NEW DELHI (Reuters) – Police in India have arrested three men in eastern Bihar state in connection with the death of a Muslim man who was attacked because he was suspected of carrying beef, a police official said on Saturday.
The victim, Naseem Qureshi, 56, died earlier this week after being attacked by a mob on suspicion of carrying beef, the sale and consumption of which is restricted in some parts of the country by local governments.
Cows are sacred in Hinduism, and there have been frequent attacks on those accused of killing them for meat or leather, predominantly people from the minority Muslim population or those on the lower rungs of India’s ancient caste system.
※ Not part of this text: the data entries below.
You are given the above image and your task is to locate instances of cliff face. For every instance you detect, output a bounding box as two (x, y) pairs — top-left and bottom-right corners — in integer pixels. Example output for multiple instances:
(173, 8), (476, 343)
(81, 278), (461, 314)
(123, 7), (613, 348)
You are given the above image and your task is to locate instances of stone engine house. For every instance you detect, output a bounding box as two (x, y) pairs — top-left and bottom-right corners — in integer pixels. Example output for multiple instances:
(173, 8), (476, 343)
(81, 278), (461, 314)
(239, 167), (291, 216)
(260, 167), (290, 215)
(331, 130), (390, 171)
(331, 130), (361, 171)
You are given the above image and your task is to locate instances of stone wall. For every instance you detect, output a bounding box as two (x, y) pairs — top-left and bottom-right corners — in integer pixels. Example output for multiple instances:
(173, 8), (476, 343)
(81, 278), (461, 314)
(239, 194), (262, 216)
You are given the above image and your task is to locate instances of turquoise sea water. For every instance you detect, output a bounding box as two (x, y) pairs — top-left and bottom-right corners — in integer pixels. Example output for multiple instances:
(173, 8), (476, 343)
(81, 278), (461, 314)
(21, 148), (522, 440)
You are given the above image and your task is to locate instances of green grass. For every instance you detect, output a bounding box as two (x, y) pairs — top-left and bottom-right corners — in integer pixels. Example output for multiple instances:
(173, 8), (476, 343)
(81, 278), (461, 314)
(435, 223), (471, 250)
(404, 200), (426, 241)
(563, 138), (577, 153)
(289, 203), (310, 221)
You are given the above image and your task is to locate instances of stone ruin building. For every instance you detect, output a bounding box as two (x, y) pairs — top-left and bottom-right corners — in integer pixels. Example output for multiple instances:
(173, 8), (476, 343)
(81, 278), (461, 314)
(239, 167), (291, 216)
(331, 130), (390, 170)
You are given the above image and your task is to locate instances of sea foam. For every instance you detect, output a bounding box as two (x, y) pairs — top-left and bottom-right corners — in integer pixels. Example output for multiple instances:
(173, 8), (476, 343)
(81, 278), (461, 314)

Hardline Hindu groups have been demanding a complete ban on cow slaughter across India.
Self-styled Hindu cow vigilante groups have taken to enforcing the law themselves ever since Prime Minister Narendra Modi’s Hindu nationalist government came to power in 2014.
Bihar is currently ruled by a regional party, and Modi’s Bharatiya Janata Party sits in the opposition.
In the latest incident in the state, the victim was allegedly surrounded by over twenty people and attacked, according to a police statement in court.
Police intervened but Qureshi died on the way to the hospital, according to the statement.
Ramchandra Tiwari, head of Rasulpur police station in Bihar, where the crime took place, said by phone that three people were arrested.